Ca 1820. Huile sur toile d’origine
Provenance
France, collection particulière
Le nom de Michallon devint célèbre en 1817, lorsqu’il remporta, à l’unanimité, le tout premier prix de Rome de paysage historique qui semblait avoir été créé pour lui.
Fils du sculpteur Claude Michallon, il passa son enfance au Louvre parmi les artistes, et manifesta très tôt des dons certains pour la peinture. Attiré par le paysage, il n’hésita pourtant pas à quitter l’enseignement de David pour celui de Pierre-Henri de Valenciennes, l’un des plus célèbres paysagistes de la fin du XVIIIe siècle. Il fréquenta également les ateliers de Jean Victor Bertin et d’Alexandre-Hyacinthe Dunouy, mais l’essentiel de sa formation se fit en plein air et au contact des œuvres des maîtres du XVIIe siècle, plus spécialement Poussin qu’il admirait.
Il n’avait que douze ans lorsque le prince Nicolaï Youssoupov, grand amateur d’art, le remarqua et voulut l’emmener avec lui en Italie. Sa mère s’y opposa vivement, et l’aristocrate russe se contenta de pensionner le jeune artiste qu’il avait surnommé « le petit Poussin » jusqu’à sa première participation au Salon de 1812. S’en suivirent la médaille d’or à Paris, une autre au concours de la ville de Douai, et, enfin, le prix du « concours de l’arbre » pour Un châtaignier brisé par la foudre qui lui permit de concourir pour le grand prix de Rome de paysage historique proposé par le ministère de l’intérieur en 1817.

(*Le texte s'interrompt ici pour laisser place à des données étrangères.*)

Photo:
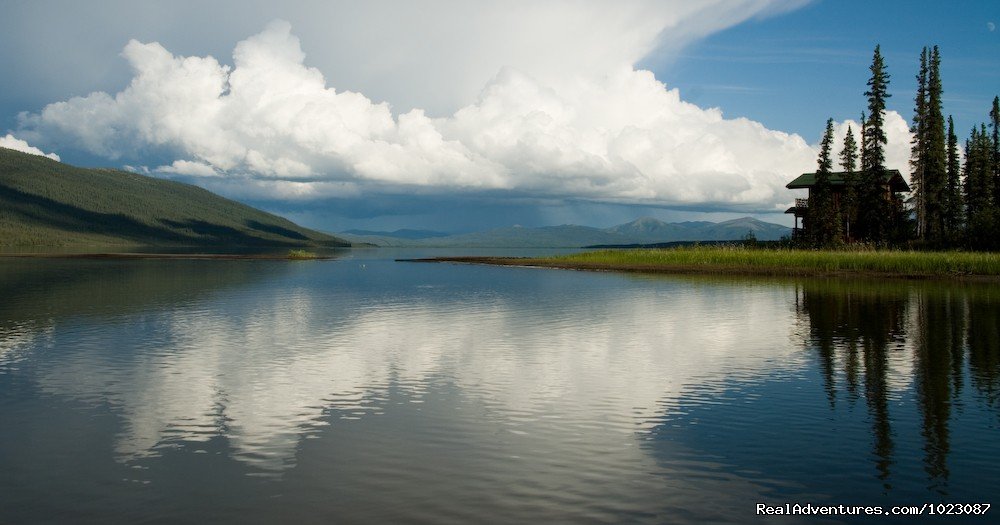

Pensionnaire du roi à la Villa Médicis, Michallon retrouva avec bonheur les paysages de Poussin, et s’est fort de plusieurs centaines d’études faites à Rome, à Florence et jusqu’en Sicile qu’il revint en France. Encore en Italie, il obtint sa première commande officielle, La Mort de Roland pour la galerie de Diane à Fontainebleau (Louvre), puis son Paysage inspiré de Frascati fut acheté par Louis XVIII. Le succès est fulgurant et en 1821, Michallon ouvrit son propre atelier où il accueillit Corot. Travailleur acharné, il courait les environs de Paris à la recherche des lieux pittoresques, des arbres, collines et ruisseaux qui, combinés avec ses souvenirs d’Italie allaient former ses paysages habités plutôt qu’animés de quelques rares personnages mythologiques ou paysans italiens. Il mourut brusquement l’année suivante, laissant derrière lui une quantité impressionnante d’études sur nature à l’huile et au crayon dispersées en vente publique et un grand nombre de tableaux chez les collectionneurs.
Souvent de format réduit, les toiles de Michallon réussissent un mariage parfait entre la transposition réaliste de la nature, sa recomposition par l’imagination selon les principes de la théorie classique et le romantisme de l’expression. Ses campagnes verdoyantes, ses ruines, rochers et cascades sont vivants, faits de l’observation directe, mais sont paisibles, baignés d’une lumière claire, diffuse, comme figés hors du temps. Notre paysage est de ceux-là, car, bien qu’il ne porte aucune signature, la main de Michallon y est immédiatement perceptible. Image d’une nature idéale et néanmoins réelle, inspirée de la campagne italienne, elle semble produite par la douce musique que joue le berger sur sa flûte sans toutefois qu’il soit le centre de la scène. Héritiers directs des personnages antiques de Poussin, deux philosophes drapés dans leurs palliums, écoutent, rêveurs, l’un, jeune, assis sur une pierre, l’autre plongé dans l’ombre du grand arbre, de ceux qui fascinaient tellement Michallon. Avec les hommes, ce sont la forêt, les eaux, les pierres qui paraissent attentifs à la mélodie, et les nuages mêmes interrompent leur incessante course pour profiter de ce moment de grâce et d’harmonie terrestre.